Sergeant Timothy Groft died over the weekend from a battle with cancer. His death marks the first in Louisville to be considered a line of duty death since a new law passed in 2016.
"We gather here to honor our fallen comrade Sergeant Timothy Groft,” Fire Chief Gregory Frederick said at the beginning of the ceremony.
The ceremony was held at the fire engine where Groft last served. Family by blood and family by oath were there to pay their respects.
"He loved doing this. He loved these guys,” Sam Groft, Tim’s brother, said.
"He was a big brother to all of us. Hero,” Simon Groft, another brother, said.
Groft’s 15-year career with Louisville Fire paved the path for two of his four younger brothers, who also became Louisville Firefighters.
"I’m just so proud of my brother,” Sam Groft said.
"Tim was the best of us. He was such a great guy. He was a firefighter's firefighter,” Brian O'Neill, with the Department of Professional Firefighters, said.
He was a firefighter that was no stranger to tough battles – both on and off the clock. Unfortunately, a cancer diagnosis came as his final call.
"He met it head on, met it with dignity, and handled it better than anybody I know could have,” Simon Groft said.

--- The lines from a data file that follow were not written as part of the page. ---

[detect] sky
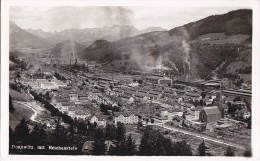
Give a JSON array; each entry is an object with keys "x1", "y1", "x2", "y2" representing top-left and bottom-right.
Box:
[{"x1": 10, "y1": 6, "x2": 247, "y2": 32}]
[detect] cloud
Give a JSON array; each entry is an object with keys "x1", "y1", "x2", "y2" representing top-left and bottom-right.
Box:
[{"x1": 10, "y1": 6, "x2": 244, "y2": 31}]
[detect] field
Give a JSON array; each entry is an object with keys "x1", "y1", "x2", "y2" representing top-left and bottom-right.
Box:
[
  {"x1": 9, "y1": 102, "x2": 34, "y2": 130},
  {"x1": 195, "y1": 33, "x2": 250, "y2": 44},
  {"x1": 9, "y1": 88, "x2": 32, "y2": 102}
]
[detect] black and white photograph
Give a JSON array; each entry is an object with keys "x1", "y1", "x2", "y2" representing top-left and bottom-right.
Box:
[{"x1": 1, "y1": 0, "x2": 259, "y2": 158}]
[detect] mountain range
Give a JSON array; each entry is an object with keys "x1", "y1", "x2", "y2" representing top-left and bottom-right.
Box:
[
  {"x1": 27, "y1": 25, "x2": 166, "y2": 46},
  {"x1": 10, "y1": 9, "x2": 252, "y2": 78}
]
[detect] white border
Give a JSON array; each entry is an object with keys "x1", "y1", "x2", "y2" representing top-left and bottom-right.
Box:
[{"x1": 0, "y1": 0, "x2": 260, "y2": 161}]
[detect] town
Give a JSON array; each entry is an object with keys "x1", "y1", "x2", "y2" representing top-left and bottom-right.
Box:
[
  {"x1": 9, "y1": 53, "x2": 252, "y2": 155},
  {"x1": 8, "y1": 6, "x2": 252, "y2": 157}
]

Groft's death is considered a line of duty death. His cancer diagnosis connected to toxins his body absorbed while working inside those burning buildings.
The Bunting Ceremony included all of the honors – with the flag lowered to half-staff and the fire engine was draped to mark the department's mourning.
Each a fitting tribute for a man who lived to serve.
"The citizens of Louisville have lost a great man,” Frederick said.
The state will do a line of duty death investigation, and if it is approved, Groft’s next of kin will receive line of duty death benefits. That includes $80,000 and his son will get free tuition at any Kentucky public university.